Friday, November 14, 2008

To the Congressional Budget Office: Please Keep Playing it Straight!

I guess this is an open letter to CBO Director Peter Orszag and his colleagues at the Congressional Budget Office (CBO).

I have great respect for the CBO and that has been the case under different majorities--Democratic and Republican. Never more than now.

The CBO is intended to be non-partisan and objective. They provide the information and estimates the Congress needs to complete the budget process.

When it comes to health reform legislation their job is to "score" the proposals. That means on proposed legislation--big and small--they are the official estimate on what it would cost or what its provisions are estimated to save.

How much will Barack Obama's health plan cost? Will it really save $2,500 per person?

The CBO calls it and their estimate is the official one the Congress would have to use. That is particularly important if the Democrats keep their word and follow PayGo rules that require either spending or tax offsets for any new programs.

If the Congress decides to "equalize" private Medicare payments with the traditional Medicare plan's costs, will the course taken in fact result in equalization?
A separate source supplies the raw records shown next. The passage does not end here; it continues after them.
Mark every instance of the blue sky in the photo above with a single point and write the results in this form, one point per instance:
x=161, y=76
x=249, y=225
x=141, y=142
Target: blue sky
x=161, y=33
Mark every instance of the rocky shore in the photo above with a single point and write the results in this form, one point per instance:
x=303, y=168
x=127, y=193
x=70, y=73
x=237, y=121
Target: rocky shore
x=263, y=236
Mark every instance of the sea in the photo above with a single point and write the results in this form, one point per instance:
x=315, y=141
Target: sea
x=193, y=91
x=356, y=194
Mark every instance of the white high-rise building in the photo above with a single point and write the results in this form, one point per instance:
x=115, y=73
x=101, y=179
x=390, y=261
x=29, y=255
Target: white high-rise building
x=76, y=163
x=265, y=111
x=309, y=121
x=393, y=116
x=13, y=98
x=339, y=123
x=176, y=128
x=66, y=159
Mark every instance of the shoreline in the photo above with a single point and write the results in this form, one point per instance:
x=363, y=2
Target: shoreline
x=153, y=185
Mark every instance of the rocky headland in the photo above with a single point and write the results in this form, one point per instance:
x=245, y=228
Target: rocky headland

Will any changes to the Medicare physician payment schedule in fact save the money its proponents claim? Will any new "pay-for-performance" initiatives actually save physician Medicare money?

Will any assumptions regarding savings from "waste, fraud, and abuse," like those made in the recent Baucus Health Plan, really materialize?

Will new information technology, wellness, disease management, and the like cost containment, initiatives really achieve the savings claimed?

My sense is that most of these health reform savings claims, like President-Elect Obama's claim he can save $2,500 a person with his health reform plan, are way too optimistic.

MedPAC has already said that eliminating past and future Sustainable Growth Rate Formula cuts to the Medicare physician payments would cost $200 billion over 10 years.

It looks to me like the nebulous "pay-for-performance" initiatives often proposed as part of Medicare physician payment reform are too often ways of avoiding the really heavy lifting that has to be done to fix that doc payment system. Since no one seems to agree on what quality is and a way to measure it I don't have a lot of faith there are big fixes here. If all of the docs are enthusiastic about pay-for-performance proposals in exchange for avoiding fee cuts you know it isn't accomplishing a lot!

Wellness programs very similar to the ones we see today were around in the late 1980s and never accomplished a lot.

Health information technology progress and patient medical records are very important--particularly for improving quality--but have a lot of upfront costs and take years to payoff. Ask any doctor now struggling with them.

The disease management and coordinated care programs now being proposed are, like most cost containment "lite" proposals we are seeing today, helpful but only incremental extensions for what is going on in the market anyway. No silver bullets.

I hope the CBO doesn't cave to political pressure and keeps doing its non-partisan down-the-middle job.

If I hear the politicians whining and the special interests squealing about CBO's conclusions about how these cost containment "lite" proposals and policy rationalizations, like nebulous "pay-for-performance" that give policymakers a free pass on the tough decsions, don't save much money I know the CBO pros are doing their job.